Soumabrata Chakraborty edited comment on SPARK-18650 at 12/13/16 9:43 AM:
--

I am facing the same issue while trying to load a csv. I am using 
org.apache.spark:spark-core_2.10:2.0.2 and 
org.apache.spark:spark-sql_2.10:2.0.2 using the following to read the csv
Dataset dataset = 
sparkSession.read().schema(schema).options(options).csv(path)  ;
The options contain "header":"false" and "sep":"|"

The issue is also reproduced on versions 2.0.0 and 2.0.1 in addition to 2.0.2


was (Author: soumabrata):
I am facing the same issue while trying to load a csv. I am using 
org.apache.spark:spark-core_2.10:2.0.2 and using the following to read the csv
Dataset dataset = 
sparkSession.read().schema(schema).options(options).csv(path)  ;
The options contain "header":"false" and "sep":"|"

> race condition in FileScanRDD.scala
> ---
>
> Key: SPARK-18650
> URL: https://issues.apache.org/jira/browse/SPARK-18650
> Project: Spark
>  Issue Type: Bug
>  Components: SQL
>Affects Versions: 2.0.2
> Environment: scala 2.11
> macos 10.11.6
>Reporter: Jay Goldman
>
> I am attempting to create a DataSet from a single CSV file :
>  val ss: SparkSession = 
>  val ddr = ss.read.option("path", path)
> ... (choose between xml vs csv parsing)
>  var df = ddr.option("sep", ",")
>   .option("quote", "\"")
>   .option("escape", "\"") // want to retain backslashes (\) ...
>   .option("delimiter", ",")
>   .option("comment", "#")
>   .option("header", "true")
>   .option("format", "csv")
>ddr.csv(path)
> df.count() returns 2 times the number of lines in the CSV file - i.e., each 
> line of the input file shows up as 2 rows in df. 
> moreover df.distinct.count has the correct rows.
> There appears to be a problem in FileScanRDD.compute.
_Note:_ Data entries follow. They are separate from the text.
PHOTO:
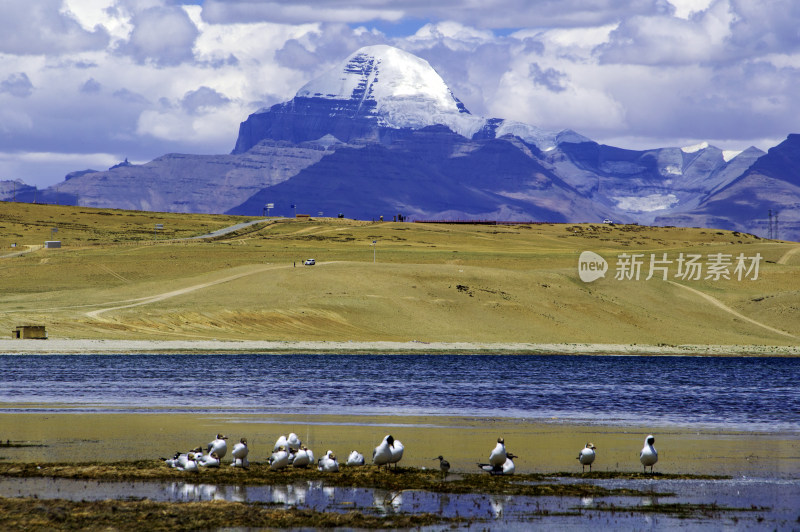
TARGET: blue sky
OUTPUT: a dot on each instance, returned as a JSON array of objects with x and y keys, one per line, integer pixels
[{"x": 87, "y": 83}]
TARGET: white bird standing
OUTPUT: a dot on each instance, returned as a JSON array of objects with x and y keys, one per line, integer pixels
[
  {"x": 279, "y": 459},
  {"x": 293, "y": 442},
  {"x": 219, "y": 446},
  {"x": 498, "y": 454},
  {"x": 302, "y": 458},
  {"x": 506, "y": 468},
  {"x": 444, "y": 466},
  {"x": 397, "y": 449},
  {"x": 508, "y": 465},
  {"x": 383, "y": 452},
  {"x": 648, "y": 456},
  {"x": 282, "y": 442},
  {"x": 587, "y": 456},
  {"x": 355, "y": 459},
  {"x": 328, "y": 463},
  {"x": 239, "y": 454},
  {"x": 209, "y": 460}
]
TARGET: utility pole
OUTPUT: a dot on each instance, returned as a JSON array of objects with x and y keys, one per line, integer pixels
[
  {"x": 769, "y": 230},
  {"x": 776, "y": 226}
]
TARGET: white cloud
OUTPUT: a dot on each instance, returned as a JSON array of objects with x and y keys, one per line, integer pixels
[
  {"x": 162, "y": 35},
  {"x": 140, "y": 78},
  {"x": 17, "y": 84},
  {"x": 40, "y": 27}
]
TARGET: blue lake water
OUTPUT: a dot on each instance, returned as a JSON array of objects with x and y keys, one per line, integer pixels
[{"x": 727, "y": 393}]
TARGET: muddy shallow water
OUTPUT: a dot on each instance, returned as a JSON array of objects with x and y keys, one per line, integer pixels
[{"x": 695, "y": 504}]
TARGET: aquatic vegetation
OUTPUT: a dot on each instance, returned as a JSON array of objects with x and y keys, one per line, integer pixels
[
  {"x": 403, "y": 478},
  {"x": 35, "y": 514}
]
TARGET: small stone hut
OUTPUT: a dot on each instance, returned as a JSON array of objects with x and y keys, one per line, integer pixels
[{"x": 29, "y": 332}]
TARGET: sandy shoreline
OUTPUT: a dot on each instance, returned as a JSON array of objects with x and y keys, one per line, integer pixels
[
  {"x": 99, "y": 346},
  {"x": 543, "y": 446}
]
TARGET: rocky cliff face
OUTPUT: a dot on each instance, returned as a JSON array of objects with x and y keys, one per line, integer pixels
[{"x": 771, "y": 183}]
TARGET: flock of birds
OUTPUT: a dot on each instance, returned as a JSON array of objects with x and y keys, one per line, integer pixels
[{"x": 289, "y": 451}]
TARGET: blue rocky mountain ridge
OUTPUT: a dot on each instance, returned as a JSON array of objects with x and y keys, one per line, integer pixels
[{"x": 382, "y": 134}]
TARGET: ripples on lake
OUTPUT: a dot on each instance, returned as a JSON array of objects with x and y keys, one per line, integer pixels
[{"x": 752, "y": 393}]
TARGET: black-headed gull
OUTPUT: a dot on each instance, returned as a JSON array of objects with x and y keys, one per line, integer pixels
[
  {"x": 506, "y": 468},
  {"x": 498, "y": 455},
  {"x": 279, "y": 459},
  {"x": 383, "y": 452},
  {"x": 397, "y": 449},
  {"x": 239, "y": 454},
  {"x": 648, "y": 456},
  {"x": 444, "y": 465},
  {"x": 355, "y": 459},
  {"x": 219, "y": 446},
  {"x": 587, "y": 456}
]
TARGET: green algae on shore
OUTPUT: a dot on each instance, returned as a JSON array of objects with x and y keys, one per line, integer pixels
[
  {"x": 402, "y": 478},
  {"x": 35, "y": 514}
]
I am using spark 
> version 2.0.1 with scala 2.11. I am not going to include the entire contents 
> of FileScanRDD.scala here.
> In FileScanRDD.compute there is the following:
>  private[this] val files = split.asInstanceOf[FilePartition].files.toIterator
> If i put a breakpoint in either FileScanRDD.compute or 
> FIleScanRDD.nextIterator the resulting dataset has the correct number of rows.
> Moreover, the code in FileScanRDD.scala is:
> private def nextIterator(): Boolean = {
> updateBytesReadWithFileSize()
> if (files.hasNext) { // breakpoint here => works
>   currentFile = files.next() // breakpoint here => fails
>   
> }
> else {  }
> 
> }
> if i put a breakpoint on the files.hasNext line all is well; however, if i 
> put a breakpoint on the files.next() line the code will fail when i continue 
> because the files iterator has become empty (see stack trace below). 
> Disabling the breakpoint winds up creating a Dataset with each line of the 
> csv file duplicated.
> So it appears that multiple threads are using the files iterator or the 
> underling split value (an RDDPartition) and timing wise on my system 2 
> workers wind up processing the same file, with the resulting DataSet having 2 
> copies of each of the input lines.
> This code is not active when parsing an XML file. 
> here is stack trace:
> java.util.NoSuchElementException: next on empty iterator
>   at scala.collection.Iterator$$anon$2.next(Iterator.scala:39)
>   at scala.collection.Iterator$$anon$2.next(Iterator.scala:37)
>   at 
> scala.collection.IndexedSeqLike$Elements.next(IndexedSeqLike.scala:63)
>   at 
> org.apache.spark.sql.execution.datasources.FileScanRDD$$anon$1.nextIterator(FileScanRDD.scala:111)
>   at 
> org.apache.spark.sql.execution.datasources.FileScanRDD$$anon$1.hasNext(FileScanRDD.scala:91)
>   at 
> org.apache.spark.sql.catalyst.expressions.GeneratedClass$GeneratedIterator.agg_doAggregateWithoutKey$(Unknown
>  Source)
>   at 
> org.apache.spark.sql.catalyst.expressions.GeneratedClass$GeneratedIterator.processNext(Unknown
>  Source)
>   at 
> org.apache.spark.sql.execution.BufferedRowIterator.hasNext(BufferedRowIterator.java:43)
>   at 
> org.apache.spark.sql.execution.WholeStageCodegenExec$$anonfun$8$$anon$1.hasNext(WholeStageCodegenExec.scala:370)
>   at scala.collection.Iterator$$anon$11.hasNext(Iterator.scala:408)
>   at 
> org.apache.spark.shuffle.sort.BypassMergeSortShuffleWriter.write(BypassMergeSortShuffleWriter.java:125)
>   at 
> org.apache.spark.scheduler.ShuffleMapTask.runTask(ShuffleMapTask.scala:79)
>   at 
> org.apache.spark.scheduler.ShuffleMapTask.runTask(ShuffleMapTask.scala:47)
>   at org.apache.spark.scheduler.Task.run(Task.scala:86)
>   at 

[jira] [Commented] (SPARK-18650) race condition in FileScanRDD.scala

2016-12-13 Thread Soumabrata Chakraborty (JIRA)

[ 
https://issues.apache.org/jira/browse/SPARK-18650?page=com.atlassian.jira.plugin.system.issuetabpanels:comment-tabpanel=15744695#comment-15744695
 ] 

Soumabrata Chakraborty commented on SPARK-18650:


I am facing the same issue while trying to load a csv. I am using 
org.apache.spark:spark-core_2.10:2.0.2 and using the following to read the csv
Dataset dataset = 
sparkSession.read().schema(schema).options(options).csv(path)  ;
The options contain "header":"false" and "sep":"|"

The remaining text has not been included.